| >> | >>4923258 (OP) >>4923262 I don't get why people still think "entropy" basically means "everything runs down and gets dirty and gross and broken eventually". It's sort of a false definition that just gained traction.
A glass box full of highly energized (hot) air molecules would have a high entropy, the air molecules are bouncing around like mad, and are harder to predict than a box of cold air where the molecules are just basically sitting there. It may be more "chaotic" on a human level, but is it actually "disorderly"? I wouldn't think so, order is a human construct, thus seems fallacious to define entropy in terms of order or disorder. Entropy instead seems to mean something like "the amount of choices of movement an object or system can take". So, a car has higher entropy than a very regular train.
Even with this definition, I can't agree with OP's statement: The trend of any system is chaos. Well, have you ever looked at the evolution of life on Earth, or cosmological evolution into atoms, stars and planets? These seem to be "orderings of complex systems", and could only really be deemed "chaotic" if you look at the more realistic definition of entropy, as in, well, at the start of the universe you could say "the quantum foam is only really doing this and this, thus order" and now it's "well humans have evolved on earth and they want to go to the moon and mars but maybe they will maybe they won't and also they may destroy the planet lol" ok, there's a bit of unpredictability there, but it is still a more complex system than at the start if the universe, and if you take the well known definition of entropy, the evolution of life and planets and stars and the development of technology all seem to throw this old definition out the window.
Systems don't tend towards chaos, they tend towards energetic equilibrium, they actually TEND towards lower energy states, so, states with very little "disorder" and "chaos".

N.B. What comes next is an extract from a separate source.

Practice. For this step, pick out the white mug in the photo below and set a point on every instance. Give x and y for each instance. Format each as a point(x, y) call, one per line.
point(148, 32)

So, is your table gathering dust, is that chaos? IS that disorder? The dust fall is natural, your definition of an orderly table is one without a layer of dust. You can't define scientific laws based on human preference. You really shouldn't.
Now, That same table, it will eventually get so old that someone will throw it away, or maybe it gets so old it just falls apart. Ok, I guess that is a bit of chaos and unpredictability, where exactly the molecules of the table will go from there. I can agree that the "death" of an object or person seems to be the best indicator of the concept of entropy, but this only really can be used when you look at an individual [object or system]. The greater system as a whole it is embedded within, seems to be trending towards evolutionary complexity, whether that is the universe or the tree of life or the evolution of technology.